母親向けファッション誌の比較検討とギャルママとの対話から見えてきたこと
研究は、博士前期課程の2012年から着手。まず、当時発売されていたギャルママ向けのファッション誌「I LOVE mama」を分析。博士後期課程では、さらに「VERY」や「LEE」「nina's」など一般的な母親向けファッション誌4誌を追加して比較しました。卒園式や入学式などのファッションについてスカートの丈や色使いなどの分析に加え、家事?料理?育児といった記事の内容構成からみる誌面の傾向、テキストマイニングによる雑誌の見出し語分析にも取り組み、それぞれが打ち出す母親像を明らかにしていったのです。そこで見えてきたのは、ファッションでは「自分の好き」を貫くギャルママが、家事においては手作りや節約を重視する保守的な価値観を持っていることでした。さらに、東京と大阪で、赤ちゃんから小学生までの子どもを持つ当時30代前半から後半のギャルママたち11人にインタビュー。専業主婦、美容系の専門職、アルバイトなど、多様な背景を持つギャルママたちに話を聞くと、雑誌研究との違いも見えてきました。彼女たちは、自分が好きなファッションを貫くことを、母親としては不適切だと捉えていたのです。幼稚園に行くときはカラコンを外し、靴や服装も控えめにするなど、意識的に母親としての役割を引き受けているようでした。好きなファッションで自由に生きているように見えるギャルママたちが、大正期の日本で生まれ戦後昭和の高度経済成長期を支えてきた近代家族における、自己犠牲的な母親像の呪縛にとらわれていたのです。また子育てにおいては、いわゆる学歴偏重の教育には関心がないものの、「子どもがやりたいことをやらせたい」という思いが強いことが判明。ファッションをアイデンティティーの根幹にして手に職を付けたり自分の生きる道を見つけたりすることで、学歴コンプレックスを実力で克服してきた彼女たちの自信の表れなのかもしれません。

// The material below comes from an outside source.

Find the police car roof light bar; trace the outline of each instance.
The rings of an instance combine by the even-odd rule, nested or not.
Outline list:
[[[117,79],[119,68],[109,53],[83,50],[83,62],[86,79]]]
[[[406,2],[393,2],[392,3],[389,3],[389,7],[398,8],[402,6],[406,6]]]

これらの研究を博士論文にまとめ、2022年3月に提出。2024年には、『ギャルであり、ママであるー自分らしさと母親らしさをめぐって』というタイトルで出版しました。

多様な人々の居場所づくりの取り組みとして、学術展示「名城大学のD&Iを考えるフィールドワーク」を実施
ギャルママ研究をもとに考える育児の仕組みづくり、多様な人々の居場所づくり
今なお、母親や家族に求められる期待と責任が大きい社会。そこで2024年夏、家族が担う子育てを地域社会が支える取り組みの一つとして、ナゴヤドーム前キャンパス近隣の大型商業施設と連携し、地域のお子さんの学習支援イベントを行いました。私のゼミの学生たちが中心となって先生役を務め、子どもたちの宿題を無料でサポートしたのです。近年、家庭教育の重要性が強調される一方で、経済状況による教育格差も大きくなっています。その解消を念頭に、学生たちも同じく積極的に取り組んでくれました。地域で支える育児の仕組みとして、今後も継続して行っていく予定です。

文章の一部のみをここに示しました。